Anyone know anywhere in Dublin to buy cheap wool.  It's for an ongoing project & we'll need quite a lot of it.  Thanks


----------



## huskerdu (12 Mar 2012)

Have you looked at ebay. You might get a cheap job lot.


----------



## Janet (12 Mar 2012)

What are you looking at making and what quantities and quality of wool/yarn are you looking for?  If you want real wool, it doesn't really come in cheap.  If you want any kind of yarn (e.g. acrylic) then you could can get some for cheaper prices.  

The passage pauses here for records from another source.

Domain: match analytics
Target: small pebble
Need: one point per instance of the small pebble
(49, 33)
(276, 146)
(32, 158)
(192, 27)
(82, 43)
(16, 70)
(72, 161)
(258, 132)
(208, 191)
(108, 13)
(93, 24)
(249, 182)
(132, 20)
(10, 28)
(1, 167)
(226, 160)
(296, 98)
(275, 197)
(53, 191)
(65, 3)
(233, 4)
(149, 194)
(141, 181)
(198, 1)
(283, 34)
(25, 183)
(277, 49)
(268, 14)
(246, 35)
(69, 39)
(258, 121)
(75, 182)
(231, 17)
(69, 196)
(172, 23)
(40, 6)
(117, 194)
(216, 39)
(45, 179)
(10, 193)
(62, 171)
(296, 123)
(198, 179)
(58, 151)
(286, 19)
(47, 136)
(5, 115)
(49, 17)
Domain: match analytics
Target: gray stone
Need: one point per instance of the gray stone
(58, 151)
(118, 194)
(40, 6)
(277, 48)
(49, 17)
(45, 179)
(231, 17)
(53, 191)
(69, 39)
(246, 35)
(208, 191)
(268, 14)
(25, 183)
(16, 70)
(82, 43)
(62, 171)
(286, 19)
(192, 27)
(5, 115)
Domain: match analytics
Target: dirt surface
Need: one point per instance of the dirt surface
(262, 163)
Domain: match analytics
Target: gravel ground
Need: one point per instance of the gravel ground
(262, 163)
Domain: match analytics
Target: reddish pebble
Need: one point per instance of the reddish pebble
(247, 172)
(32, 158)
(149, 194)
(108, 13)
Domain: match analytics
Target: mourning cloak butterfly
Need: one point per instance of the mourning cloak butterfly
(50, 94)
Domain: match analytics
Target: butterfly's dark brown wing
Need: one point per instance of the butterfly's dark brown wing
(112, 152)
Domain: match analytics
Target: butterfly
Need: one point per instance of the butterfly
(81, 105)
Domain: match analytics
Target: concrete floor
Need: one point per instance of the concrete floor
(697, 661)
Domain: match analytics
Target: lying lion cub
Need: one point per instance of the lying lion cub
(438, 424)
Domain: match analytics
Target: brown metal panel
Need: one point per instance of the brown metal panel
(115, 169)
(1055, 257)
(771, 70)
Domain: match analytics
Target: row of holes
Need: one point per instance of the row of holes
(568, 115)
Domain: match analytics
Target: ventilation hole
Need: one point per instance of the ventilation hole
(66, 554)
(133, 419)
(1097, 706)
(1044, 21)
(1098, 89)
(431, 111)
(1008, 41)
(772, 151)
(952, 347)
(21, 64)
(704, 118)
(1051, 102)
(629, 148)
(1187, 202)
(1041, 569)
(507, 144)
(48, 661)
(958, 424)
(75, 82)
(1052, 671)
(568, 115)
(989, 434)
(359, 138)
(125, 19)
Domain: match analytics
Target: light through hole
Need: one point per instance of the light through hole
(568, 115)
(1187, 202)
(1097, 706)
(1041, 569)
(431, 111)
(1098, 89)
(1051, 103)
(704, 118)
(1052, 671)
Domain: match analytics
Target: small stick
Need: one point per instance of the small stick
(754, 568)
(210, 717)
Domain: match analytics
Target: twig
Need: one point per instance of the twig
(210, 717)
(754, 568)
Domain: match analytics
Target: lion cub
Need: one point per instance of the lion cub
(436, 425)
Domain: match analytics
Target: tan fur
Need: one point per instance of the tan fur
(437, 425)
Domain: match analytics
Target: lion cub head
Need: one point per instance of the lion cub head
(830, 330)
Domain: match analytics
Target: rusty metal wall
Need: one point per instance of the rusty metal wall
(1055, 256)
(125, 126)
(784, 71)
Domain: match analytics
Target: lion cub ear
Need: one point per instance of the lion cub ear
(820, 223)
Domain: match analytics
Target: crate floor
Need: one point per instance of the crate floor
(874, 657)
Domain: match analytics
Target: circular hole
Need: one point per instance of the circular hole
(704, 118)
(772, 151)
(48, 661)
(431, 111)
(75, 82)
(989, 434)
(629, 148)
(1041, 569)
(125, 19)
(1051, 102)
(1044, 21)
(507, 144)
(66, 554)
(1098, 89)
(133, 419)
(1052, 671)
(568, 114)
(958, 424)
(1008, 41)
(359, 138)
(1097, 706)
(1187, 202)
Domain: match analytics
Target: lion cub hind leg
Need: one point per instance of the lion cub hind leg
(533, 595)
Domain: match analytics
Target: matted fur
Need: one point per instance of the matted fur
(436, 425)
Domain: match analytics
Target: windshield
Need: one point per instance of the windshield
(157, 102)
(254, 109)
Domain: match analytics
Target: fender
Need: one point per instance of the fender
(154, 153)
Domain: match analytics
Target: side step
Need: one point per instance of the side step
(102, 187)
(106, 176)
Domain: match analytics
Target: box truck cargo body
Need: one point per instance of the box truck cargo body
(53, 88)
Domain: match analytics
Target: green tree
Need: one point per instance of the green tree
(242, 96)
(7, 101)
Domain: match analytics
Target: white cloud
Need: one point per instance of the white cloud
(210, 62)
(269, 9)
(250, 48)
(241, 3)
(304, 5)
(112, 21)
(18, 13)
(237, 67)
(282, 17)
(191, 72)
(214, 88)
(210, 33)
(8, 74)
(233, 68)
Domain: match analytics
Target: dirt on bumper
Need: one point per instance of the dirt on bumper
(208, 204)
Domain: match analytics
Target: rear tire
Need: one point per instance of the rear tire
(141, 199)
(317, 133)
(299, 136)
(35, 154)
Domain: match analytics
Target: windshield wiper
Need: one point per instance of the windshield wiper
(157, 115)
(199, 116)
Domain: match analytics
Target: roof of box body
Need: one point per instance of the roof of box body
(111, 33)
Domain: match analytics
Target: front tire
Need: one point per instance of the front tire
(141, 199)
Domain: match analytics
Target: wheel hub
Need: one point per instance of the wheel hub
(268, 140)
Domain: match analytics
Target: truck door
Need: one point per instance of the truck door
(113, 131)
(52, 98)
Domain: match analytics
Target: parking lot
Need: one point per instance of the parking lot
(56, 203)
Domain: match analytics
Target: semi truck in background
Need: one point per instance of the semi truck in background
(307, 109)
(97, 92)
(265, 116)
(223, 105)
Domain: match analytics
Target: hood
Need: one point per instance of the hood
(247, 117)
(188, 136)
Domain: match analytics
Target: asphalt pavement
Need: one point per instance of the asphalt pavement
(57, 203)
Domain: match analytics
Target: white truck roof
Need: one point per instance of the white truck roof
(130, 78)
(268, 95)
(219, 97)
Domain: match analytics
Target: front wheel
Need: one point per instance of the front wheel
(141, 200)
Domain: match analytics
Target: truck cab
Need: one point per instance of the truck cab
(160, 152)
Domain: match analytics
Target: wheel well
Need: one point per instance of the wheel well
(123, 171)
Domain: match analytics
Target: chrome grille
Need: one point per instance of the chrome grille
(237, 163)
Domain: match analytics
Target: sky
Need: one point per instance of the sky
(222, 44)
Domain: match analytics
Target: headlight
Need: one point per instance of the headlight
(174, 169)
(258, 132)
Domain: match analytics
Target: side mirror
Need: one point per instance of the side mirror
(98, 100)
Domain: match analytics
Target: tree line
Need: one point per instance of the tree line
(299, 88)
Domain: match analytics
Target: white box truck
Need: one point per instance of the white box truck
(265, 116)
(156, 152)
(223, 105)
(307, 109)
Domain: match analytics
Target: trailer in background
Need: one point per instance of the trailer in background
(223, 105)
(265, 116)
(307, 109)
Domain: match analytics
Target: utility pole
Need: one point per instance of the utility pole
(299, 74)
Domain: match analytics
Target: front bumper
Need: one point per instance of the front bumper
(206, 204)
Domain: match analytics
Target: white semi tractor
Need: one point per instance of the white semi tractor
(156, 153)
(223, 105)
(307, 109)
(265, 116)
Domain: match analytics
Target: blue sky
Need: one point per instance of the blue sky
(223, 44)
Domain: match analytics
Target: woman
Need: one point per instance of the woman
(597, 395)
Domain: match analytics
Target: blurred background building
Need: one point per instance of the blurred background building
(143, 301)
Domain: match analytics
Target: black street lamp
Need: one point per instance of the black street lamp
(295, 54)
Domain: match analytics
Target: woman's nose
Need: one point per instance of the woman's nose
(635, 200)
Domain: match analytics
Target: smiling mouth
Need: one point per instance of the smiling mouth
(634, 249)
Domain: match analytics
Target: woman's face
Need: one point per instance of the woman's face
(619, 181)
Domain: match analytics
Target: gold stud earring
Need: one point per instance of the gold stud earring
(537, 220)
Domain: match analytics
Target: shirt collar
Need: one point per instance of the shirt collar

There's Springwools in Walkinstown or you could talk to the lovely Jackie and Lisa at This is Knit in the Powerscourt Townhouse Centre.  If you wanted to purchase a very large amount perhaps you could make arrangements to get a big discount.  As well as ebay, there are other online shops that might offer good prices, http://knitshop.co.uk/, for example (although I have to admit I had a bad experience with them a few years ago where I ended up waiting months for something I'd ordered and only got it after posting on a public website asking people if they'd also had problems).

You could also try joining Ravelry and asking on one of the Irish groups there.

If you're still looking in November, you should head to the Knitting and Stiching fair in the RDS.


----------



## terrysgirl33 (12 Mar 2012)

Hickeys on Mary st and the Woolen Mills beside the ha'penny bridge carry a lot of acrylic, the Bernina shop on Parnell St also carries a selection of wool.  Springwools is good, This is Knit is good too, but tends to cater to the pricier end of the market.  There is a shop called the constant knitter (www.theconstantknitter.com)


----------



## wishbone (12 Mar 2012)

Try jumbletown.ie - you might get some free there.


----------



## whatatodo (13 Mar 2012)

There is a great wool shop in bray,very close to the dart station,if you fancy a day trip.


----------



## sulo (13 Mar 2012)

The Bull Ring - Meath Street.


----------



## huskerdu (14 Mar 2012)

Aldi have wool in their specials next week. 
I haven;t compared the price with shops, but you should check it out.


----------



## Janet (14 Mar 2012)

Good idea.  I've gotten sock wool in Aldi before and it has been good quality.


----------



## terrysgirl33 (14 Mar 2012)

Do you have a link to the special offers in Aldi?


----------



## Smashbox (14 Mar 2012)

Also try car boots and markets in the area, they usually have someone selling wool and knitted stuff


----------



## huskerdu (16 Mar 2012)

terrysgirl33 said:


> Do you have a link to the special offers in Aldi?



Scroll down to the end


----------



## Sue Ellen (16 Mar 2012)

I found this item on Newsround on Wednesday (see start at 18.00 mins) last very interesting.  The [broken link removed] looks to be a hive of activity.  Might be worth checking out for prices.  I don't know anything about wool so haven't had a look at their prices myself.


----------



## Sue Ellen (20 Mar 2012)

terrysgirl33 said:


> Do you have a link to the special offers in Aldi?



See  They're available on 22nd March.

They also mention a great range of knitting patterns at [broken link removed] and they mention the Knitting Club on Facebook.


----------